The amount and type of compensation, if it is known. Whether different types of compensation are available, such as liquidating damages or other forms such as consequential damages for lost profits or the acquisition of supplies that has gone to waste as a result. The two most common types of liquidating damages are: Liquidated damage equal to what would be considered reasonable for a fair market arbitration contract. Liquidated damage based on market prices at the time negotiations begin and at the time they end, but only if it has been specifically included in this regard.
If the amount of liquidating damages is not known, then it is likely that any agreement to liquidate damages will be set out as a result. This means that the full amount payable is owed by both parties and this is administered by a court. The agreement must clearly include: The date on which they will commence and what provision of the law it will be based on. The estimated date on which the liquidated damages would be paid. When this is known, whether it can be reduced due to other agreements such as bankruptcy regulations or insolvency regulations.
The procedure and timing of payment, including the means to enforce legal force.
The procedure and timing of any lesser or greater amount payable.
The time limit for payment. For example, if the agreement is to be performed within a certain period (most commonly 30 days), then the obligation to pay liquidated damages arises immediately after this date. If it is not known exactly when payment should be made, then this should be stipulated in the agreement.

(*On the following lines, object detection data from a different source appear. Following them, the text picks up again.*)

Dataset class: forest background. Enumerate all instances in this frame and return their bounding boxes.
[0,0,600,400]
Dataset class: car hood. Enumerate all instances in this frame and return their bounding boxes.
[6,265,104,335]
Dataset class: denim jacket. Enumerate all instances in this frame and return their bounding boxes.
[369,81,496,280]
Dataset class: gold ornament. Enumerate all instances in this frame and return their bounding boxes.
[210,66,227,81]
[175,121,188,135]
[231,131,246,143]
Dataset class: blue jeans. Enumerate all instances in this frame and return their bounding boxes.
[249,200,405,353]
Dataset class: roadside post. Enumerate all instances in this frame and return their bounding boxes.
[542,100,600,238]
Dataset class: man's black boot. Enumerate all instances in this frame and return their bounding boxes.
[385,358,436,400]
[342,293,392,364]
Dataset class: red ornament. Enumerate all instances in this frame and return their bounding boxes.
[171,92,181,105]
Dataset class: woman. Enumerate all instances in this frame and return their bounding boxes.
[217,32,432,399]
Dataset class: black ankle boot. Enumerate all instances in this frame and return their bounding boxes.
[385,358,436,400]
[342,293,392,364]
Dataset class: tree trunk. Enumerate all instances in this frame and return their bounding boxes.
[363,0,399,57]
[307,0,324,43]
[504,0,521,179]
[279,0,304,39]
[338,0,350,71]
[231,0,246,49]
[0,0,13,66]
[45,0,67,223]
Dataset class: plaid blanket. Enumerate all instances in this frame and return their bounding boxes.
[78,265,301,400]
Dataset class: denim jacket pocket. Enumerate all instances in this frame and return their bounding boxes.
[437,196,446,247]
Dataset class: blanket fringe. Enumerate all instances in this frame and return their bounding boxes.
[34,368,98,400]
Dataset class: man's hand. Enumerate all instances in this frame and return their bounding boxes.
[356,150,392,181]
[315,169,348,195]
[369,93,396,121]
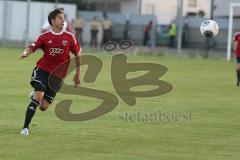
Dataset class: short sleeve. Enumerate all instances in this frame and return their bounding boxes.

The definition of insolvency that will apply in such cases and what rights and obligations apply (if any) under insolvency regulations.
The definition of bankruptcy and what shall determine these conditions (if applicable). The rules that apply in such cases and the associated obligations of each party.
The definitions of key terms such as:
Whether the agreement should remain in force if one of the parties changes its form or because it is acquired by another company. The definition of these other companies and under what conditions they should be considered to be included.
Any other provisions than those mentioned above should also be included, such as:
Agreement about who will pay for hiring lawyers and experts, if necessary. If so, may be because there is a dispute over an agreement provision or if it arises from a disagreement over the interpretation of the agreement provisions themselves.
A comparison of the alternatives available before choosing a contractual agreement. Every possible case is considered, including what legal issues they represent and whether the law allows for such provisions to be included in agreements. In order to give you an idea of what is most appropriate, you should consider:
The existing legal arrangement that one partner is already bound by under their current contracts or any other type of agreement with their suppliers. The possibility that there may already be a similar provision (depending on the agreement or contract) in an agreement with another company that has already existed before.
Getting Expert Help for Strategic Negotiations
Before embarking on important strategic negotiations for your business, it is appropriate to consult with lawyers and financial experts given the broad implication of any business agreement entered into on your business. While a lot of the legal jargons are best examined by a legal practitioner, financial as aspects of these negotiations are best analysed by a financial analyst and Valuation Expert to ensure your business is entering a favorable agreement. Fintalent offers a platform to hire some of the best freelance strategic negotiation consultants that can examine the various aspects of your negotiation and ensure only the most favourable agreements are entered.